Отчим предложил выпить, и они с дядей Леликом хряпнули по стакану в честь какого-то „Володьки“. Потом дядя Лелик обернулся ко мне и сказал: „Твоего дружка Антошку-то пришлось отправить к ветеринару: объелся всякой дряни на елке. Но я тебе приготовил другое занятие. Будешь сидеть здесь и слушать сказку про Али-Бабу. Ксати, знаешь такого? А еще про сорок разбойников?“ Я согласно кивнул, хотя сорок разбойников напугали меня. „Отца твоего мы проведем в зал, а я буду присматривать за тобой. Идет?“ Я опять кивнул.

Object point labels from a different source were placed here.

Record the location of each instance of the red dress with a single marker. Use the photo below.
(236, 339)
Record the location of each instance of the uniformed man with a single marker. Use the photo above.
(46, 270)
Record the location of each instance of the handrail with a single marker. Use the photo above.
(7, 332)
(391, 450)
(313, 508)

Отчим ушел с дядей Леликом, оставив мне игрушечную мартышку из своего портфеля вместе с двумя сырно-колбасными бутербродами. Теперь я был в гримерной один, и тот же хриплый голос пел про моего папу:
А гвинеец Сэм Брук
Обошел меня на круг, —
А вчера все вокруг
Говорили: „Сэм — друг!
Сэм — наш гвинейский друг!“
Друг гвинеец так и прет —
Все больше отставание, —
Ну, я надеюсь, что придет
Второе мне дыхание.
Я стал озираться по сторонам. Впереди прямо напротив трельяжного зеркала, стоял стул, на спинку которого была накинута кожаная куртка, а на самом стуле, опершись о куртку, стояла играная-переиграная гитара. В углу, за гитарой, пряталась белая фарфоровая ваза с портретом какого-то хмурого человека. Перед трельяжем на столике стояло вразнобой несколько баночек, цилиндриков, коробочек. Две голые лампы на длинных и кривых ножках торчали по двум сторонам стола, и за дальней из ламп на стене висела фотография того самого сердитого и волосатого человека с вазы. Правда, на этой большой фотографии со своей гитарой он казался добрее.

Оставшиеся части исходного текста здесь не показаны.